Il n’aura pas fallu attendre très longtemps pour en voir un peu plus – mais toujours pas de vrai gameplay – d’Empulse, la tentative de rebondir du studio 1047 Games après l’échec cuisant de Splitgate: Arena Reloaded. Le trailer nous montre des mouvements plutôt intéressants, mais rien de transcendant par rapport à leur précédent titre. D’autre part, la direction artistique se rapproche aussi de l’esthétique épurée de Splitgate, avec des notes de Mirror’s Edge. Et si cela peut sonner comme un compliment, détrompez-vous : le rapprochement est à faire sur le minimalisme, mais on ne sent aucune âme dans ces visuels.

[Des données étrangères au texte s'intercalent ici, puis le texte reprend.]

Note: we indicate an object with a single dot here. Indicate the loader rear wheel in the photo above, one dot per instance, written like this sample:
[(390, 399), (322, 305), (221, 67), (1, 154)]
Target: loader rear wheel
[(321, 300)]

Au cas où vous n’auriez pas remarqué, l’inspiration principale est Titanfall, mais encore une fois, difficile de trouver le projet enthousiasmant : les robots ont l’air aussi charismatiques qu’un radiateur électrique. En revanche, même si l’on rappelle qu’il ne s’agit pas de gameplay, le feeling des armes a l’air correct. On n’a pas trop de doutes là-dessus, car c’était déjà le cas dans Splitgate 2. Mais pas sûr que cela suffise pour convaincre… On n’aura pas trop à attendre pour le savoir, car l’accès anticipé est prévu dès le 24 juin. C’est presque un shadow drop, à ce rythme ! Dommage que ce soit pour ça.

Si vous pensez que 1047 Games va réussir à renouer avec le succès le 24 juin, vous pouvez toujours ajouter Empulse à votre liste de souhaits depuis sa page Steam.